- The Washington Times - Tuesday, September 26, 2006

1:33 p.m.

Travelers showed up at airports with toiletries stored in zip-top plastic bags today as they tried to comply with new security rules allowing them to carry on small amounts of liquids and gels.

“I was thrilled to hear yesterday that actually you can carry mascara on the plane,” said Val Chamberlain of Atlanta, who showed security screeners a plastic bag filled with mascara and small toiletries.

Beginning today, liquid and gel toiletries in 3-ounce containers or smaller are allowed if they are in a clear plastic quart-size or smaller reclosable bag. Some items were permitted in any amount: saline solution, eye drops and prescription and nonprescription medicine, according to Transportation Security Administration spokesman Christopher White.

Drinks, liquids and gels bought in airport stores inside security checkpoints can be carried into passenger cabins; baby formula is allowed but will be inspected.

Jim Smith of the TSA said most passengers at Hartsfield-Jackson Atlanta International Airport came prepared and brought toiletries in plastic bags. Others first learned of the relaxed guidelines only after arriving and scrambled to throw away larger items or find plastic bags for toiletries.

At Chicago’s O’Hare International Airport, Ginni and Edward Dewbray were stopped at the security line and told if they wanted to bring a small bottle of Oil of Olay lotion onto their flight to North Carolina, they would have to put it in a clear plastic bag.

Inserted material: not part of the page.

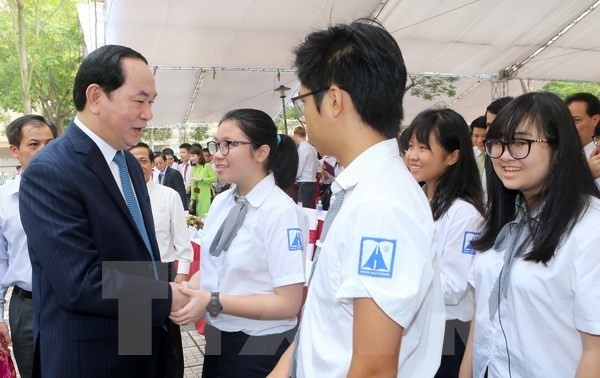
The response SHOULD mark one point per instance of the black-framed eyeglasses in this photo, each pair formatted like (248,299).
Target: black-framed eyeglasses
(223,146)
(517,148)
(300,104)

Edward Dewbray asked several other travelers for a bag and eventually found one.

“It’s an inconvenience,” Ginni Dewbray said. “If they’re going to stand there and ask you to have plastic bags, they should give them out. They’re not that expensive.”

Pat Henderson, of Palm Coast, Fla., was among those who did not want to bother with the new guidelines; he threw away the deodorant and toothpaste in his carry-on before entering the security check line at the Atlanta airport.

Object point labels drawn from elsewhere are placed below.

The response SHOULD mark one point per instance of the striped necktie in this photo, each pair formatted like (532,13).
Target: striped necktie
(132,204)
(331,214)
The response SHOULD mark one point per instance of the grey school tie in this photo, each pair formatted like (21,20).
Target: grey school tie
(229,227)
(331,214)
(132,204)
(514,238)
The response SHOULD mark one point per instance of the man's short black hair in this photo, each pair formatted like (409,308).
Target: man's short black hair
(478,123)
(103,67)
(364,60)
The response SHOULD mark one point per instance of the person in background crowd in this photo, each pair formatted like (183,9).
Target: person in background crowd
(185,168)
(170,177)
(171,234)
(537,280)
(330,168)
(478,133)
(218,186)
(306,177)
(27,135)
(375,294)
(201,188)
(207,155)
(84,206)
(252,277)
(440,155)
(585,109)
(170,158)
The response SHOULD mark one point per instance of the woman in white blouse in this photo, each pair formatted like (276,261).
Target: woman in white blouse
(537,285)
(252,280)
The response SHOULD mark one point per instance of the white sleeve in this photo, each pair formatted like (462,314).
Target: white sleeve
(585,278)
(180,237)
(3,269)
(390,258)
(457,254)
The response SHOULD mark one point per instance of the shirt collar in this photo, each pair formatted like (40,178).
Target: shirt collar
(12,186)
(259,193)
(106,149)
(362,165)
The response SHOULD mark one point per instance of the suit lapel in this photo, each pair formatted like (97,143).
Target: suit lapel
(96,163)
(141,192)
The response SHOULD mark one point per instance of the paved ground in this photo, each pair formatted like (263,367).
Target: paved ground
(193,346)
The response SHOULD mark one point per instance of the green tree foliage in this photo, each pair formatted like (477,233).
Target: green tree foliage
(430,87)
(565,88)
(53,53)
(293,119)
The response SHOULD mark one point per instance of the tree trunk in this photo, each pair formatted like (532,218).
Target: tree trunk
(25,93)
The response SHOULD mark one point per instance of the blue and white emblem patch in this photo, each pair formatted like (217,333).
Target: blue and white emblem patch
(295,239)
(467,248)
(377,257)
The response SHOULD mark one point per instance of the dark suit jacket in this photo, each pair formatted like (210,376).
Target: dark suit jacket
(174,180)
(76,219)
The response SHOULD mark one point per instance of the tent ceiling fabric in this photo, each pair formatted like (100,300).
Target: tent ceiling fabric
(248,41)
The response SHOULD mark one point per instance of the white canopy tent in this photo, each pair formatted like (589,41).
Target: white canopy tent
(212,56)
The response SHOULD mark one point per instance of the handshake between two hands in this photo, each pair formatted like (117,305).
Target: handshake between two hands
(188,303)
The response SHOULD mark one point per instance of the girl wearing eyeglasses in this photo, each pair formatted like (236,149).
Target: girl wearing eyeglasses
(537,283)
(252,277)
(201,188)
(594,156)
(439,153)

“It’s not worth the hassle,” he said. “I just don’t want to deal with it.”

Keith Fogarty, 45, of Norwood, Mass., was asked to check a small bag after trying to carry it through the US Airways security checkpoint at Boston’s Logan International Airport.

Mr. Fogarty said he was aware some rule changes were taking effect didn’t know what they were.

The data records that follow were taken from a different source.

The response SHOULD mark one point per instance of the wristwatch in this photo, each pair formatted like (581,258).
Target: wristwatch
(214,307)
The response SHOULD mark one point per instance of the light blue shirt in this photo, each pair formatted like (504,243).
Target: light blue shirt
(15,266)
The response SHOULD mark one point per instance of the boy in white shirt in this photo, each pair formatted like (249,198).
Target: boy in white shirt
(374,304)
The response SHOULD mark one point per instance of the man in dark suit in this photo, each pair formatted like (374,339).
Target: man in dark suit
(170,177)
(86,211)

“There’s too many rules,” he said. “I don’t bother paying attention. I just wait until I get here, and they’ll tell me what to do. If I have to check the bag, I check the bag.”

In Washington, Homeland Security Secretary Michael Chertoff said the new rules “are likely to be with us for the foreseeable future.” Testifying before the House Homeland Security Committee, Mr. Chertoff said the new rules would be in place for at least six weeks, but he declined to say whether they would remain as long as six months.

Trash bins outside airport security checkpoints were filled with forbidden items. By 8 a.m., a trash bin at a checkpoint in Atlanta was 3 feet deep with water bottles and 16-ounce containers of toiletries, including shaving gel and hand lotion.

Though the new guidelines require items to be stored in bags that are quart-size or smaller, TSA officials in Atlanta allowed passengers to board planes with items stored in 1-gallon bags since today was the first day the new rules were being enforced.

If a passenger brings a container larger than 3 ounces, it must be put in checked baggage.

An outright ban on liquids, lotions and gels, ordered Aug. 10 after a plot to bomb U.S.-bound jetliners was foiled, is no longer needed, Transportation Security Administration chief Kip Hawley said yesterday.

After testing a variety of explosives, the FBI and other laboratories found that tiny amounts of substances — so small that they fit into a quart-size plastic bag — can’t blow up an airliner.

Leslie Walker of Plano, Texas, was planning to carry her makeup and drinks for her 5-year-old daughter and 18-month-old son onto their flight from Dallas-Fort Worth International Airport to El Paso.

“It was really a relief to know that I didn’t have to get here this morning and repack everything. It saved me a little time,” she said.

Chase Goodwin, 56, of Los Angeles, chugged liquid ginseng, which he drinks for health reasons, from a small bottle before going through security in Chicago.

“The way the world is going, you can only be so careful. It’s a hindrance to some, but it doesn’t bother me,” he said of the security rules.